Bug #94906 select group_concat(distinct col0, col1) seems to be wrong
Submitted: 4 Apr 2019 10:12 Modified: 8 Apr 2019 14:06
Reporter: Huaiyu Xu Email Updates:
Status: Not a Bug Impact on me:
None 
Category:MySQL Server Severity:S3 (Non-critical)
Version:5.7.23 OS:MacOS (10.12.6)
Assigned to: CPU Architecture:x86 (2.7 GHz Intel Core i5)
Tags: aggregation function

[4 Apr 2019 10:12] Huaiyu Xu
Description:
CREATE TABLE `t` (
  `col_float_unsigned_key` float unsigned DEFAULT NULL,
  `col_bigint_unsigned_key` bigint(20) unsigned DEFAULT NULL,
  `col_decimal_6_3_unsigned` decimal(6,3) unsigned DEFAULT NULL
);

insert into t values(12.9873,13,0.000),(12.9873,13,0.000),(12.9873,0,0.000),(12.9873,NULL,0.000),(12.9873,13,12.987),(12.9873,1,30.000),(12.9873,1,0.112);

select col_float_unsigned_key,  group_concat(distinct `col_bigint_unsigned_key`, `col_decimal_6_3_unsigned`) from t ;

mysql> select col_float_unsigned_key,  group_concat(distinct `col_bigint_unsigned_key`, `col_decimal_6_3_unsigned`) from t ;
+------------------------+------------------------------------------------------------------------------+
| col_float_unsigned_key | group_concat(distinct `col_bigint_unsigned_key`, `col_decimal_6_3_unsigned`) |
+------------------------+------------------------------------------------------------------------------+
|                12.9873 | 00.000,10.112,130.000,130.000,1312.987                                       |
+------------------------+------------------------------------------------------------------------------+
1 row in set (0.00 sec)

There are two `130.000`s.
I think it's unexcepted.

How to repeat:
CREATE TABLE `t` (
  `col_float_unsigned_key` float unsigned DEFAULT NULL,
  `col_bigint_unsigned_key` bigint(20) unsigned DEFAULT NULL,
  `col_decimal_6_3_unsigned` decimal(6,3) unsigned DEFAULT NULL
);

insert into t values(12.9873,13,0.000),(12.9873,13,0.000),(12.9873,0,0.000),(12.9873,NULL,0.000),(12.9873,13,12.987),(12.9873,1,30.000),(12.9873,1,0.112);

select col_float_unsigned_key,  group_concat(distinct `col_bigint_unsigned_key`, `col_decimal_6_3_unsigned`) from t ;
[4 Apr 2019 13:14] MySQL Verification Team
Hi,

Thank you for your bug report.

However, this is not a bug.

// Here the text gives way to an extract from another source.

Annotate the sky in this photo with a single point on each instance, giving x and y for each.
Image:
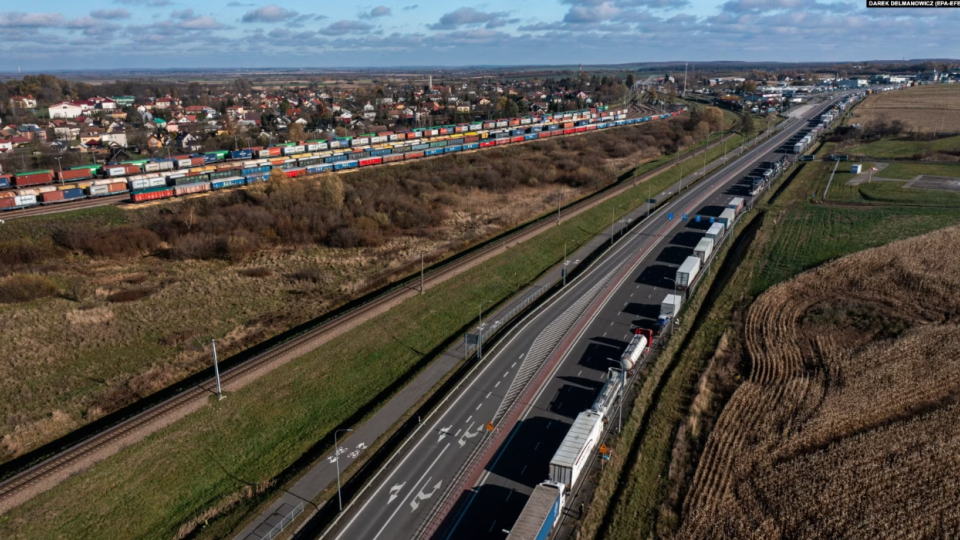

You are simply using that function in the way that is not how it is designed to function. Among other problems with your query is that your query is not an aggregating one.

You can read more on this subject in our Reference Manual, in the following chapter:

12.19.1 Aggregate (GROUP BY) Function Descriptions

Not a bug.
[8 Apr 2019 3:03] Huaiyu Xu
Hi, is the following sql an aggregating one?
And, I just do not know why there are two `130.000`s?

mysql> select   group_concat(distinct `col_bigint_unsigned_key`, `col_decimal_6_3_unsigned`) from t group by col_float_unsigned_key;
+------------------------------------------------------------------------------+
| group_concat(distinct `col_bigint_unsigned_key`, `col_decimal_6_3_unsigned`) |
+------------------------------------------------------------------------------+
| 00.000,10.112,130.000,130.000,1312.987                                       |
+------------------------------------------------------------------------------+
1 row in set (0.00 sec)
[8 Apr 2019 13:13] MySQL Verification Team
Hi again,

I have forwarded you to our documentation.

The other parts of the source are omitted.